I have not sung an operatic aria in an audition in about 5 years so this was a shock to the system. Luckily I had been toying with a bit of opera while practicing over the past couple of weeks, weirdly, as there was no reason to think I would EVER sing opera again, but more weirdly the bit of opera I had been toying with was the Queen of the Night. Whilst at college I had messed about with this role but the high Fs had almost always eluded me (except when I had a cold, then I could sing it no problem) but during my warm ups whilst practicing recently I had been consistently hitting F#s so I thought let's give this dame another try. Lo and behold it worked - sometimes.

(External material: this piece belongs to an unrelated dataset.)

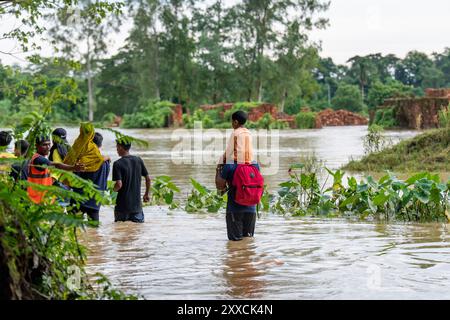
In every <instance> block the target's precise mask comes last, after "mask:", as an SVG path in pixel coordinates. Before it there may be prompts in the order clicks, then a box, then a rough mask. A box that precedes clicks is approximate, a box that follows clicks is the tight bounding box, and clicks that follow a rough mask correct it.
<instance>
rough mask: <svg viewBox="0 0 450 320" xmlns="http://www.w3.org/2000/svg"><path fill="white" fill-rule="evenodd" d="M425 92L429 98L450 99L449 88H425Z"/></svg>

Anyway the reason I tell you this is I went to the audition armed with my non-Q of the N aria only to find that they were looking for a soprano and a mezzo and the soprano would need to sing Queen of the Night. Unfortunately, after the day of auditioning I had had there was NO WAY I was going to attempt to sing high Fs so I had to come clean and say I would not be able to promise to consistently hit those notes every night. This was not the time to lie and say I could do something and go away and learn how to do it. If they had wanted me to ride a horse I might have said "sure no problem" and immediately signed up for riding lessons. I have never ridden a horse in my life but I could learn. I can't, however, make my voice do something it does not want to do.

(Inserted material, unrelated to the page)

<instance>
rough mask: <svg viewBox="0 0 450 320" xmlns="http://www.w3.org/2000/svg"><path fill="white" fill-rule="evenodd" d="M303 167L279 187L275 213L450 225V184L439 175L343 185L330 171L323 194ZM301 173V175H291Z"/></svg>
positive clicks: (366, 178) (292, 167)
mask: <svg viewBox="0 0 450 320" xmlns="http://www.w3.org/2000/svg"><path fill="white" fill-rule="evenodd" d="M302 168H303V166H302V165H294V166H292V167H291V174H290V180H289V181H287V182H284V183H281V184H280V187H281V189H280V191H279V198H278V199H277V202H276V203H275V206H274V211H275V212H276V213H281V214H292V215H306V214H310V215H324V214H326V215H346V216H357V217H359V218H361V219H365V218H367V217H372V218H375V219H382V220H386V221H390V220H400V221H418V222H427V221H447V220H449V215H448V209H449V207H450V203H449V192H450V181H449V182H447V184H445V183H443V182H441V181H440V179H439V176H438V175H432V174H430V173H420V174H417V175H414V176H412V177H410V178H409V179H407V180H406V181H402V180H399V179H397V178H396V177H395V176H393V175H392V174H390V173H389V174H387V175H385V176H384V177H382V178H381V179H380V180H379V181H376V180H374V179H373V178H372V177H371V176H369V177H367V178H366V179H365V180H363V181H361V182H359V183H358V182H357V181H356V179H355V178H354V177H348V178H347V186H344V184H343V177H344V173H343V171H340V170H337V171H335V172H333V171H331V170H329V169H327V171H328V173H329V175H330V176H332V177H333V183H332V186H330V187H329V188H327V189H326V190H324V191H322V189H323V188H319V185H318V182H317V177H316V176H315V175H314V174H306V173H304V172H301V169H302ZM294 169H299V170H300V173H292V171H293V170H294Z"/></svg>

Fortunately all was not lost. What I actually elected to sing for the audition was Fiordiligi's "Come Scoglio" from Cosi fan tutte. I surprised myself when I opened my mouth to sing (there were no warm up facilities, which is fine, I am totally used to that now, so had no idea what was going to be emitted). The tone was so dark and creamy and didn't really sound like me. I liked it! I still hit all the notes, the coloratura was fast and even and I was strong to the end. I played Fiordiligi in 2002 in my final year at Guildhall and having not sung that aria for about 10 years I think I can honestly say I sang it better yesterday than ever before. So much so that it has made me think twice about the whole opera thing. Should I explore what I have now got and see if it is a horse I could get back on (metaphorical, we now know I can't ride a horse) or do I stick with my plan for world domination in the 40 something musical theatre character category?

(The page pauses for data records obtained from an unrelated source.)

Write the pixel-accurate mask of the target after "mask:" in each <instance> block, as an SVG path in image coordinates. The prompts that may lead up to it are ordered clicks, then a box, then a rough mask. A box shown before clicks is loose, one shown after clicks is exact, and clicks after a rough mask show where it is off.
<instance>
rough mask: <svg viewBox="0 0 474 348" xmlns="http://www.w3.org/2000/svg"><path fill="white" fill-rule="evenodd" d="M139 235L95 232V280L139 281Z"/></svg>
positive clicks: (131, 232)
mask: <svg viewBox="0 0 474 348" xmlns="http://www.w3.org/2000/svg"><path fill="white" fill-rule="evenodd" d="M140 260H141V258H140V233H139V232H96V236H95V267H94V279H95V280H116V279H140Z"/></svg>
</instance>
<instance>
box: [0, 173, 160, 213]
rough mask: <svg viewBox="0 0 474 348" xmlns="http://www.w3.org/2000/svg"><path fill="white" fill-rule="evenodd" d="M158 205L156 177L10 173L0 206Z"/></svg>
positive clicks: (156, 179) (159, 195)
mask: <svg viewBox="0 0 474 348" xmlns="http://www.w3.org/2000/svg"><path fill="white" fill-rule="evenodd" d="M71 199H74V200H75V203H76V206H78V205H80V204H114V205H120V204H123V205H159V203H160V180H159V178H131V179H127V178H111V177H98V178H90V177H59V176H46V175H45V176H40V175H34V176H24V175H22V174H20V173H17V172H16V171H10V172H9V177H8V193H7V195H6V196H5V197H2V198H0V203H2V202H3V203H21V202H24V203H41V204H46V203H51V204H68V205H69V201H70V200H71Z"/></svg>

Of course I have never been one for putting myself in a pigeon hole so I doubt I will start now and it was an interesting and very enjoyable day of auditions because of the diversity (not the dancing group that beat SuBo on BGT all those years ago). Long may the auditions continue and hopefully one of these fabulous auditions will lead to a fabulous job following my seaside jaunt this summer. Fingers crossed everybody!